This is an old revision of the document!

Whitepaper - LTU Artificial Vision at Industrial Scale

1. Introduction

LTU delivers visual intelligence solutions for image management and recognition tailored for your usecase.

Every case is considered individually. Depending on your need, LTU builds appropriate scenario calling multiple algorithms. These principal functionalities are packaged in LTU Engine, which provides the components necessary for creating and managing visual search applications, including JSON API and a comprehensive Administrative Interface. Each technologies provided and used by LTU is explained in this document

The solution is available via licensed software or via the hosted platform. You can choose to deploy on your own servers for security or privacy reasons, or use LTU's Cloud if you don’t want to deal with server purchasing and maintenance.

2. Images management

LTU Engine is a complete solution that will help you to organize and manage your images. All the following solutions could be used to structure and manage your images:

  • Indexation: using to create your private database of searchable images
  • Deeplearning: using to classify your images and to get associated keywords
  • OCR: using to get text informations from an image
  • Color algorythm: using to get colors of an image

Once your images structured, you will be able to search inside by using keywords or/and image search algorythms.

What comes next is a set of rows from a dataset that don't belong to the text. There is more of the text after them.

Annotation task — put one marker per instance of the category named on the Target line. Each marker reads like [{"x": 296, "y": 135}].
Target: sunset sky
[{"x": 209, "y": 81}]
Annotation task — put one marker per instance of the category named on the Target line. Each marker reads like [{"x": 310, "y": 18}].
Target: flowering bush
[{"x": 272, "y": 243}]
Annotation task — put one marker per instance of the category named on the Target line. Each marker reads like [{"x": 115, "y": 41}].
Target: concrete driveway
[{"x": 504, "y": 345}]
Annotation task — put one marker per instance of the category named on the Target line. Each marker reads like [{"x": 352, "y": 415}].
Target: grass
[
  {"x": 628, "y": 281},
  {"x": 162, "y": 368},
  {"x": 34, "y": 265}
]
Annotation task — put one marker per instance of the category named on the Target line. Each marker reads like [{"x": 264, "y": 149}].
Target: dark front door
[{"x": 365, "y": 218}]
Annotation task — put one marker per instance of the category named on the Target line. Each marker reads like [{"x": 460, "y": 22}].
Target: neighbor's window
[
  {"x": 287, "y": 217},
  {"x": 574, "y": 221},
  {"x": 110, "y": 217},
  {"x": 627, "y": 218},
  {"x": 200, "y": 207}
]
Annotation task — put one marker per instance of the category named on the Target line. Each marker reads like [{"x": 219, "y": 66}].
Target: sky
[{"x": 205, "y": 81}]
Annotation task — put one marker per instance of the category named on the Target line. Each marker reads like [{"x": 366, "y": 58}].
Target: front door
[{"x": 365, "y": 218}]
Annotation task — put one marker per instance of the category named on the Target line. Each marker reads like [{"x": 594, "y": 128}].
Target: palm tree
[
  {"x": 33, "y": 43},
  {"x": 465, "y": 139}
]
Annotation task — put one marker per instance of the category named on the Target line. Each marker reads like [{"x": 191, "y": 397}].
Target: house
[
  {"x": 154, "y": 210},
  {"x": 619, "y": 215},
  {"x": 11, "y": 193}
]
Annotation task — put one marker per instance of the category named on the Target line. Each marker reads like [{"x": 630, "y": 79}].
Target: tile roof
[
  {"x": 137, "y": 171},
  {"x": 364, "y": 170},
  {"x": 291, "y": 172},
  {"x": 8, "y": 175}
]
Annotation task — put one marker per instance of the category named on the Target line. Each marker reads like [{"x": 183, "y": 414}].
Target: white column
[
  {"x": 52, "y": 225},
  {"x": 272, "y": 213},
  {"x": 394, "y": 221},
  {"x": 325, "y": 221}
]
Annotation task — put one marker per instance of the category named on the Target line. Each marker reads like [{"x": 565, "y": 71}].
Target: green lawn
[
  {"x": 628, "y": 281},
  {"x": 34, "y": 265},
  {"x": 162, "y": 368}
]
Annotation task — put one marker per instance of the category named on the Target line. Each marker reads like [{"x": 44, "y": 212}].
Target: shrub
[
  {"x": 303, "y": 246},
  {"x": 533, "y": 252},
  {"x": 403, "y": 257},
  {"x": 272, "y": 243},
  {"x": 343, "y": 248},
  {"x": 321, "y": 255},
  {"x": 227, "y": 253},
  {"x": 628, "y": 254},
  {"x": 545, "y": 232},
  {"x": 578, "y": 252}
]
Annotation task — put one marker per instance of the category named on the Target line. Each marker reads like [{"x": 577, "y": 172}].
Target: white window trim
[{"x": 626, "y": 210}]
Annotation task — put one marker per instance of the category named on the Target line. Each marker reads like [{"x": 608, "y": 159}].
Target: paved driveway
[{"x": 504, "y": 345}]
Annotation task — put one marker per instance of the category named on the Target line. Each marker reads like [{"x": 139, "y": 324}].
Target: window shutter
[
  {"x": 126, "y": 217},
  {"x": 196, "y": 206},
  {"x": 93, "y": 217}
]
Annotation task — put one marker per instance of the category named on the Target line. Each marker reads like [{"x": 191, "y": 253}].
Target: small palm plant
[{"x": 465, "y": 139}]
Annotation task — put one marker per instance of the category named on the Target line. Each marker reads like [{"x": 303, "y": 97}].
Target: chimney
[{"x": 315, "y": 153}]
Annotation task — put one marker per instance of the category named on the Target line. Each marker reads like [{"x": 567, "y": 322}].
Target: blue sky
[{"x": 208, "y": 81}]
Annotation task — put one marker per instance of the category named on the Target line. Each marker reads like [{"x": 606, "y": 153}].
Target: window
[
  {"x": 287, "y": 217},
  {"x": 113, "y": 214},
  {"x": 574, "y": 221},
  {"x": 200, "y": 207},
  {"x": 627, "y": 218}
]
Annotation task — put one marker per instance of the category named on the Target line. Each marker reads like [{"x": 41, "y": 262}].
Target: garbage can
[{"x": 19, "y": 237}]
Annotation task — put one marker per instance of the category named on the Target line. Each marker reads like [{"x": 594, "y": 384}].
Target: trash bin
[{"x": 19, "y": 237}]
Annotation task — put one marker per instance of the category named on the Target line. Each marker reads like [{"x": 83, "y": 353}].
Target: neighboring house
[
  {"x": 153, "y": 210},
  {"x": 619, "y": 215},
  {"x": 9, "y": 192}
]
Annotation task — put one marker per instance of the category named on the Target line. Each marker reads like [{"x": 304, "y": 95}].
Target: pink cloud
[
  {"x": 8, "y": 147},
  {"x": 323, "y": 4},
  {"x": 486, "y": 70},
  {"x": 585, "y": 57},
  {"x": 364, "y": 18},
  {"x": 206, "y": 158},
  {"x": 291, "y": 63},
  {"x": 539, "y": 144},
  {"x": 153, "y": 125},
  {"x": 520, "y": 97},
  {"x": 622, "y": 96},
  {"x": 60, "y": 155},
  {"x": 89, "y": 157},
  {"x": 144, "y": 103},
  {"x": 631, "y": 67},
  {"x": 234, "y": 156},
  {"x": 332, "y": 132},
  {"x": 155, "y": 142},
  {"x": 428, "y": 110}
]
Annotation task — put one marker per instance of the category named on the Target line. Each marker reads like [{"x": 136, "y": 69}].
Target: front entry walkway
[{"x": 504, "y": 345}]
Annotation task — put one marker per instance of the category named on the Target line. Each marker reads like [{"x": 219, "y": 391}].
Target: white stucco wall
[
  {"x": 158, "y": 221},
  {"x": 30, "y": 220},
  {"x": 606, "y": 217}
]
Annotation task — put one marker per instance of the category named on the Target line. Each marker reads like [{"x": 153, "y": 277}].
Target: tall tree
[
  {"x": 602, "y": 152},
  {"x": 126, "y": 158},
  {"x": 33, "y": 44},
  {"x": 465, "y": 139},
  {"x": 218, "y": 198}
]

LTU provides images recognition solutions that allows to find references from a query in a private images database. The search solutions are described in the second part of this whitepaper.

The first step toward making an image searchable is to create a descriptor of the image content. LTU Engine computes a visual signature for every image that describe its visual content in terms of color, shape, texture and many higher order visual features. These descriptors are also called image DNAs. The DNAs are unique for each image and specific to a search algorithm.

LTU Engine stores the DNAs in a database that constitutes your images reference database, in which you would make search by using LTU query retriaval solution. LTU Engine is fully optimized and let you index a collection of millions of images in a private database, store on a standard server/computer and run all kind of queries on it in the twinkling of an eye.

LTU uses deep learning models to classify large batches of images, detect objects in an image and generate Keywords. Our computer vision processes aim to provide our clients with bespoke, fast and accurate image recognition.

LTU recognises retail products, decorated objects, pictures, book covers, textbooks, art paintings, logos, and more focused on Image processing.

2.2.1. Deep Learning and Transfer Learning

Deep learning is a type of artificial intelligence derived from machine learning where the machine is able to learn on its own. Deep Learning is based on a network of artificial neurons inspired by the human brain. This network is composed of tens or even hundreds of “layers” of neurons, each receiving and interpreting the information of the previous layer.

At each step, the “bad” answers are eliminated and returned to the upstream levels to adjust the mathematical model. As you go along, the program reorganizes the information into more complex blocks. The model is pre-trained on a training dataset.

When this model is subsequently applied to other cases, it is normally able to recognize an object without anyone ever telling him that he has never learned the concept of this object.

The starting data is essential: the more different experiences the system accumulates, the more efficient it will be.

Deep learning, can be optimized thanks to Transfer Learning: the knowledge acquired from the training dataset, called the “source” dataset, is “transferred” in order to properly handle the new dataset, named “target”. For example, knowledge gained while learning to recognize cars can be used to some extent to recognize trucks. Thus, Transfer learning allows us to build accurate models in great time efficiency.

Based on the Transfer Learning principles, LTU implements image classification tailored for your specific needs as described bellow. Detection and Identification

Image Classification is the task of taking an image as input and outputting a class label from a set of classes to which the image belongs. The process normally involves recognition of the dominant content in a scene. The dominant content gets the strongest confidence score irrespective of the transformation of that content such as scaling, location or rotation.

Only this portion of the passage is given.